When rates fall, we can be forgiven for doing some quick math to figure out how much we would save by taking the lower rate vs. the more expensive one showing on our mortgage statement. The question then becomes, “Is now a good time to refinance?” and the answer depends on both the costs involved and your underlying reasons for refinancing.
Refinancing to Get a Better Rate
To discourage borrowers from refinancing every time rates drop, lenders charge penalties which essentially offset any potential savings. Unless you are switching from a fixed to a variable rate, where the difference between the rates is usually greater than the penalty charged, it won’t leave you better off. In practice, refinancing at a new rate without borrowing more money usually only happens at renewal, when no penalties are applied. In that case, it’s important to survey the market because most lenders don’t offer competitive rates to existing customers at renewal. (For more on this, check out my blog post called “Renewers: Have You Passed The Bank’s Laziness Test?”)
Refinancing to Renovate
Our homes provide both a roof over our heads and an investment. By renovating wisely you can increase the value of your property while also enhancing your enjoyment. In these cases, the costs to refinance your mortgage are usually small in proportion to the amount of new money borrowed so unless you are early in your mortgage term, this is an option worth considering. A quick tip for anyone considering a renovation: when you have a realistic idea of how much it will cost, add this amount to the price you paid for the house and check with your realtor or on www.mls.ca to ensure that your house isn’t about to become the most expensive property within a ten- kilometre radius!

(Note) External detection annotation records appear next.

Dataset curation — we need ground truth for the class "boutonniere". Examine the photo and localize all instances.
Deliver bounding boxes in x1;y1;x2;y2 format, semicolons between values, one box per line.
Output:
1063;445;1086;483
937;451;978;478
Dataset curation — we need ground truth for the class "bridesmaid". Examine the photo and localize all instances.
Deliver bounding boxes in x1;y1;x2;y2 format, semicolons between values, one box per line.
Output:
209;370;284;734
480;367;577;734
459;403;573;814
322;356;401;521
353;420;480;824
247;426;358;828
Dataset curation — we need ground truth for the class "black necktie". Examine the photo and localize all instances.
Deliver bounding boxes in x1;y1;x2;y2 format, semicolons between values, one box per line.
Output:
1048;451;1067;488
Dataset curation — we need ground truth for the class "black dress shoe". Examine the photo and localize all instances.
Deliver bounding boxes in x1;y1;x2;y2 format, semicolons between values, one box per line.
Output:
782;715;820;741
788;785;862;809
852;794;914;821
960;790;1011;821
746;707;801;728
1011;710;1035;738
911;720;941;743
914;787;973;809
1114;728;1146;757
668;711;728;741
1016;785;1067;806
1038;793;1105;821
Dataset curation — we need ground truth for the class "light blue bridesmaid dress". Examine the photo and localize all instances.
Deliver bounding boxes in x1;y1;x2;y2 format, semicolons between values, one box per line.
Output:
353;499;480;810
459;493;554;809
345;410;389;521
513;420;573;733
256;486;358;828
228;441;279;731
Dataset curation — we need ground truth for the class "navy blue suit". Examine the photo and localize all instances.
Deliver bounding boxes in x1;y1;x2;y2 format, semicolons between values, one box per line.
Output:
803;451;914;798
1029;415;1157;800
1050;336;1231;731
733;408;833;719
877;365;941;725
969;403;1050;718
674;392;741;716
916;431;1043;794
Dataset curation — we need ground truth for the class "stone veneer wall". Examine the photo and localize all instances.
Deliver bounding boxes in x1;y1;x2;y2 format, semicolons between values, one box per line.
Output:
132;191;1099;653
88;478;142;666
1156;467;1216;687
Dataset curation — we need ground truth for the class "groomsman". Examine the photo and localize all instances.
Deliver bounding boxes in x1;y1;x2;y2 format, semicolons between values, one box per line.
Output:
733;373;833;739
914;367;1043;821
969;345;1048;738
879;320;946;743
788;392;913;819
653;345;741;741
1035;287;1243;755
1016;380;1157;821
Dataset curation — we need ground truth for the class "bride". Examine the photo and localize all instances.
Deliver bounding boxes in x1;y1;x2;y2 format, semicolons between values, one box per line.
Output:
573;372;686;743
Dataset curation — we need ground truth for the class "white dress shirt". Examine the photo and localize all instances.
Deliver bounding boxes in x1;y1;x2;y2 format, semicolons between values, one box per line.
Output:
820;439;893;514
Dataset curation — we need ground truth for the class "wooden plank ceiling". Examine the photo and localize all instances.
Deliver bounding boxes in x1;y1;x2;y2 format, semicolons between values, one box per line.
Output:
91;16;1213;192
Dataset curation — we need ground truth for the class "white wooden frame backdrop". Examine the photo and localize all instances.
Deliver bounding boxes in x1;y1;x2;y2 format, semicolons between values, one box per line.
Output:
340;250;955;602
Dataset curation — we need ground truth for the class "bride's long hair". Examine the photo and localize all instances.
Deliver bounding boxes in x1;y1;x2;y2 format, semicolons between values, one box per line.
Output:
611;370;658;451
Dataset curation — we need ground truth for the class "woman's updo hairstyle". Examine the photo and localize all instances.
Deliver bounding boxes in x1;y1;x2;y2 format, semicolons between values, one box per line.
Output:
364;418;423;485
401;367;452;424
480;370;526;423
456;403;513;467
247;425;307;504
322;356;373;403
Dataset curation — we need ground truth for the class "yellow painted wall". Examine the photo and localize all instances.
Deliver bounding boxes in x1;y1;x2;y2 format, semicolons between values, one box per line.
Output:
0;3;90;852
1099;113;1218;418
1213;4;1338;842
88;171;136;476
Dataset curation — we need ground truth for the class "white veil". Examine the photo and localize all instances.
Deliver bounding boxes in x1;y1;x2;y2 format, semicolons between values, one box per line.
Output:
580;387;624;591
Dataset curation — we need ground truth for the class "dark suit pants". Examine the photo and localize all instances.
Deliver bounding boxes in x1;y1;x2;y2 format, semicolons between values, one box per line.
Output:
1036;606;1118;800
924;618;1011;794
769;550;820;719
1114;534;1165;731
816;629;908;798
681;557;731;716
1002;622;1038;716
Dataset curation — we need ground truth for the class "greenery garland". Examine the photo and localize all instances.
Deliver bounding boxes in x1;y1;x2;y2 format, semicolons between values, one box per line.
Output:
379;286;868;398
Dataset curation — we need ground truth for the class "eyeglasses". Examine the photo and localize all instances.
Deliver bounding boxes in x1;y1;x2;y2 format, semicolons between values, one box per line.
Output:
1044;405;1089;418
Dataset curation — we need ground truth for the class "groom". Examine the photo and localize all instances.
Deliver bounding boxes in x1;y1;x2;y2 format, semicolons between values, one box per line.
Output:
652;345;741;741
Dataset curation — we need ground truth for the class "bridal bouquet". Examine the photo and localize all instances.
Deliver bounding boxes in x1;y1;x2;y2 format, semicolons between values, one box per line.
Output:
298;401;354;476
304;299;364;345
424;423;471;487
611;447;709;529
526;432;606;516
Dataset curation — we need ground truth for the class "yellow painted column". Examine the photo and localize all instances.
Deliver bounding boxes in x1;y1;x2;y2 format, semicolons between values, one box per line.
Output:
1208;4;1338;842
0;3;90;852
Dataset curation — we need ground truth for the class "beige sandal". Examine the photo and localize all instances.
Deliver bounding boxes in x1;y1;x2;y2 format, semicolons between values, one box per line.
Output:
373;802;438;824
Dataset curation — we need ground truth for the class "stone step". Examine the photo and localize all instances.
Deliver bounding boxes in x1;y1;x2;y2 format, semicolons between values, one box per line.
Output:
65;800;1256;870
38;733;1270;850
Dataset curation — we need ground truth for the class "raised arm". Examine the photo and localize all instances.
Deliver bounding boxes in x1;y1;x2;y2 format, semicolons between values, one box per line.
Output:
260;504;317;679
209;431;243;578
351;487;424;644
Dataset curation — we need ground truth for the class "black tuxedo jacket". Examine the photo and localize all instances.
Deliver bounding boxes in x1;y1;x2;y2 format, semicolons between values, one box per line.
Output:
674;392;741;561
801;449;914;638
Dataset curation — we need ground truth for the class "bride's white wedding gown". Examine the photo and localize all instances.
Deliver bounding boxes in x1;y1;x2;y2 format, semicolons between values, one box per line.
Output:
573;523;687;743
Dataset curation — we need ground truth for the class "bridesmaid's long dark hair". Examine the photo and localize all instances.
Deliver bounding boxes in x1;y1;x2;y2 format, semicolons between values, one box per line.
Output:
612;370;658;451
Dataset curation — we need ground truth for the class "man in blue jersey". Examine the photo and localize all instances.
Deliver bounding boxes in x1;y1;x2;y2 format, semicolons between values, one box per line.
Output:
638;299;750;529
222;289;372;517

Refinancing to Invest Proceeds Elsewhere
Taking some equity out of your property to invest can help diversify your balance sheet, especially in cases where you have a small mortgage and limited outside investments. Using the proceeds to top up RRSPs has the added benefit of reducing your taxable income. If you want to invest outside of your RRSP, you can pay down your mortgage principal and then reborrow it to make the interest tax deductable.
Refinancing to Pay Down Non-mortgage Debt
You simply can’t get a better interest rate on a personal loan than you can by borrowing against your primary residence. If you are carrying balances on credit cards, car loans, unsecured lines of credit etc. you can substantially reduce your interest cost by rolling those debts into your mortgage. In these cases, I recommend sitting down with your mortgage agent and laying out a basic budget to ensure that the cash saved by refinancing is used to pay down the additional mortgage principal. Use the refinancing to strengthen your financial position rather than weaken it. (You don’t want your house to become an ATM – a quick look south will show you how that story ends.)
Reasons Not to Refinance
Not to sound too preachy, but I’m not convinced that refinancing your home to pay for a vacation, unless it’s on your bucket list, is a good way to spend your hard-earned home equity. Refinancing is best when it improves value, diversifies risk or leaves borrowers in a better financial position.
Whatever your reasons for refinancing, a good mortgage agent will minimize the costs, weigh the unavoidable ones against the benefits, and determine the ideal timing for the transaction. If you’re refinancing to pay down debt, your agent should also help you develop a budget to ensure that you really will be better off years down the road – a budget being essential equipment for the journey.